Nun ja, ein wenig schon, denn das Glück des SC Weyhe damals war, dass gleichzeitig ein anderer Bremer Verein im Clinch mit seinem Herren-Coach lag und der dann mit seiner kompletten Mannschaft, weil sie zu ihm gehalten hat, in Weyhe angeheuert hat. Aber so etwas ist ja wirklich die Ausnahme. Herr Dohr, Sie als Experte, läuft das "Geschäft" im Frauenfußball eigentlich genauso wie bei den Männern?
Sie meinen "equal pay" im Amateurfußball, Herr Schott? Nee, da sind wir Lichtjahre von entfernt. Aber apropos Frauenfußball: Da war doch was, Herr Kollege. Fußball-Weltmeisterschaft der Frauen. Ich muss sagen, das hat echt Spaß gemacht, selbst nach dem Ausscheiden der deutschen Mannschaft. Volle Stadien, tolle Stimmung und wirklich ein richtig gutes Niveau.
Mir hat letztens jemand in Bornreihe gesagt: Die lamentieren nicht so wie die Männer. Stimmt auch, obwohl ich immer noch denke, dass man dem Frauenfußball keinen Gefallen tut, wenn man ihn ständig mit dem Männerfußball vergleicht. Die Frauen machen ja zum Teil selbst den Fehler (Stichwort "equal pay"). Ich finde Frauenfußball durchaus ansehnlich, aber ich muss auch sagen, dass das Spiel an sich anders interpretiert wird. Zum Beispiel ist das Torwartspiel teils komplett anders, weil eine Torhüterin bei hohen Flanken oder Ecken nicht oder nur selten aus dem Tor kommt. Was ich aber fast schlimm finde, ist die teils verherrlichende Sprache in den Medien. Hast du das Spiel gegen Südkorea gesehen, Tobi?
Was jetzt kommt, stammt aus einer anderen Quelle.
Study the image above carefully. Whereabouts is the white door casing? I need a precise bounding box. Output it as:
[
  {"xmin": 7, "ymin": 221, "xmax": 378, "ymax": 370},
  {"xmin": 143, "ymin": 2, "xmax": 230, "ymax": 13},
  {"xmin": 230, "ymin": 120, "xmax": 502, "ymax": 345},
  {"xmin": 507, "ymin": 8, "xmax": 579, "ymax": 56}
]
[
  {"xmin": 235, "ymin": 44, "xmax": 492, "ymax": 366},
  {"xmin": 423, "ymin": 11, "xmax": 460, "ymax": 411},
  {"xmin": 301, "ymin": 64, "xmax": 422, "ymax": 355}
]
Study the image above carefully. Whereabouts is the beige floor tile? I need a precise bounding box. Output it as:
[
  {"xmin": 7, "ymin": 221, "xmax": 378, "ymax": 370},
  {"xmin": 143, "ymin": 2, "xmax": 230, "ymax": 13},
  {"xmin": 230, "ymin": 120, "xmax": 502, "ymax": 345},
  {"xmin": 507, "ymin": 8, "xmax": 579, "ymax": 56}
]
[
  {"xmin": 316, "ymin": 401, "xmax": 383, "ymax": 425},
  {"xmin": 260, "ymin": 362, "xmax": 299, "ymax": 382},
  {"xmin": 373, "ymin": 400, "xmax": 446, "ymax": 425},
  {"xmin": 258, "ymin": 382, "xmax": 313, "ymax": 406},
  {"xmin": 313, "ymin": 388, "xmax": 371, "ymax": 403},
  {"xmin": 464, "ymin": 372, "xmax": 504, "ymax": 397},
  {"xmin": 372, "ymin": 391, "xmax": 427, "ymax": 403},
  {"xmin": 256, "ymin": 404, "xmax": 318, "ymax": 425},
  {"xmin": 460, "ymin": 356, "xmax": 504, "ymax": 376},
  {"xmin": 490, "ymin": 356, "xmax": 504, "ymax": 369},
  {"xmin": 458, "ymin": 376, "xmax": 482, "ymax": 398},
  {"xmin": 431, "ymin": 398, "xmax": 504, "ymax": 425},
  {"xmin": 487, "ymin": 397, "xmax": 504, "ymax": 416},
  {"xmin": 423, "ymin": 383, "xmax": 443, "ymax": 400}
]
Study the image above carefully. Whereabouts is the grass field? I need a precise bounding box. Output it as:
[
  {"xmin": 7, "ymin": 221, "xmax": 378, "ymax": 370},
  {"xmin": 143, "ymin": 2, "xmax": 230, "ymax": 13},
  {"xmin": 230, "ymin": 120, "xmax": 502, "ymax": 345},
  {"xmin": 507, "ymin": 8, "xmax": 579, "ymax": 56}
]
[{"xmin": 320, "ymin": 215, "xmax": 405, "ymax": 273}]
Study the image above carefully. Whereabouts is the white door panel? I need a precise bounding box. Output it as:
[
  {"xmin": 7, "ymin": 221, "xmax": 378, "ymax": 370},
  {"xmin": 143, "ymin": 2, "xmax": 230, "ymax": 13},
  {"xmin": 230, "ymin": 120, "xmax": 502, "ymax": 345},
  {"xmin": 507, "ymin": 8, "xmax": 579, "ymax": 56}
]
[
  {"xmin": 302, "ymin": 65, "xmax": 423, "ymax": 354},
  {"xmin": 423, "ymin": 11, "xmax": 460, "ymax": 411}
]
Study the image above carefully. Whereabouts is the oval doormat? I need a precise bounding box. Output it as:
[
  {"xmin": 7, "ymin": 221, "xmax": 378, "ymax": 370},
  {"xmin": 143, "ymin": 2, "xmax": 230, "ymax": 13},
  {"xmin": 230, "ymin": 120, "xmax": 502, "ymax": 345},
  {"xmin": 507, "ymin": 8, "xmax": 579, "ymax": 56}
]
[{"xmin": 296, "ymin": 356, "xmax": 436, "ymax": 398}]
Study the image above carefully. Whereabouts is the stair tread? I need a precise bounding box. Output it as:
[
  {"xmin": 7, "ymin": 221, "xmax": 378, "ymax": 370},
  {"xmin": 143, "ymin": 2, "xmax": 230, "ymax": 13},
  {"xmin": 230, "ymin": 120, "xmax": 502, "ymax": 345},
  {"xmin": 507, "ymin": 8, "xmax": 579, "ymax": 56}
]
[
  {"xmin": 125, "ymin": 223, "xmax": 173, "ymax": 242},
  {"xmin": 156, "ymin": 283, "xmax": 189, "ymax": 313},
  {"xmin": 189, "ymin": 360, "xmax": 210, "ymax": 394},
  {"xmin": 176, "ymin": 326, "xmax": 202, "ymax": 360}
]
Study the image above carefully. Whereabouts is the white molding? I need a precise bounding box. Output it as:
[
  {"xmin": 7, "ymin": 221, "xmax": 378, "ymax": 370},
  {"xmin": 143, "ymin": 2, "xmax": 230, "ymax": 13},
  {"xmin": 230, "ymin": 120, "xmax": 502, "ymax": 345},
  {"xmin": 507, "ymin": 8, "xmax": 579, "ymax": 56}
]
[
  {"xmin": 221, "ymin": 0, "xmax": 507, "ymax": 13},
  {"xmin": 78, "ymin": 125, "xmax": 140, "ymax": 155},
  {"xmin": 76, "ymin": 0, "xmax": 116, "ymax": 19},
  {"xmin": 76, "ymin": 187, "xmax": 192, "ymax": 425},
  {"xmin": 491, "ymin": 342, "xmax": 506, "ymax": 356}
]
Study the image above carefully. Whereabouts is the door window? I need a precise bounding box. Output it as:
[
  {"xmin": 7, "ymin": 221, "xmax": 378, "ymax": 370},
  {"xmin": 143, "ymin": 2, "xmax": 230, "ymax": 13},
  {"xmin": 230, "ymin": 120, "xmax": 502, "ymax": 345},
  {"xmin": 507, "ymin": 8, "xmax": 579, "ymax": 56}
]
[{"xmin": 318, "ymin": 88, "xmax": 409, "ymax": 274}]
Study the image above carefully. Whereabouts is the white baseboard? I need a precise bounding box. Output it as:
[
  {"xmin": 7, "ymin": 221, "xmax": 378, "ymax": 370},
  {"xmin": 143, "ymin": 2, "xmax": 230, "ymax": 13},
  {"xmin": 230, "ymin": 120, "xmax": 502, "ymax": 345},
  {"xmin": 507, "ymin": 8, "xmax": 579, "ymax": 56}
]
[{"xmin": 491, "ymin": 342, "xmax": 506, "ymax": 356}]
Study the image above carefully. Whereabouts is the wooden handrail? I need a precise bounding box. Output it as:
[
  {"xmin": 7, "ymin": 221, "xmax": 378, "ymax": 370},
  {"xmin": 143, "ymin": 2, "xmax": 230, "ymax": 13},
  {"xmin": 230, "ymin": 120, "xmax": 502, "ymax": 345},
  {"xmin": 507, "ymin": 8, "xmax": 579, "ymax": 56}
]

Nein, hab ich nicht. Klär mich auf.
Das muss man sich mal vorstellen: Deutschland hat wirklich nicht gut gespielt, jede Spielerin hat mit einer 4 minus performt und dann kommt Mitte der zweiten Halbzeit ein schlichter langer Ball in die deutsche Hälfte, bei dem die Verteidigerin 20 Meter Vorsprung auf ihre Gegnerin hat und ihn zur Torhüterin weiterspielt und die Moderatorin sagt: Die Situation hat sie mit ihrer ganzen Routine gelöst. Man, man, man. Der Frauenfußball musste sich in der Vergangenheit viel Unverschämtes anhören, ganz gewiss, aber so macht er sich unglaubwürdig. Zumindest für mich. War das eigentlich schon das Wort zum Sonnabend? (lacht)
Also, da möchte ich in diesem Zusammenhang doch lieber ZDF-Reporterin Claudia Neumann zitieren, die mit Abpfiff des wirklich tollen WM-Finals von Spanien gegen England folgenden Satz zum Besten gab: "Spanien ist Weltmeisterin".
Und alle Gästinnen und Krankenschwesterinnen haben sich mitgefreut. Schönen Dank auch.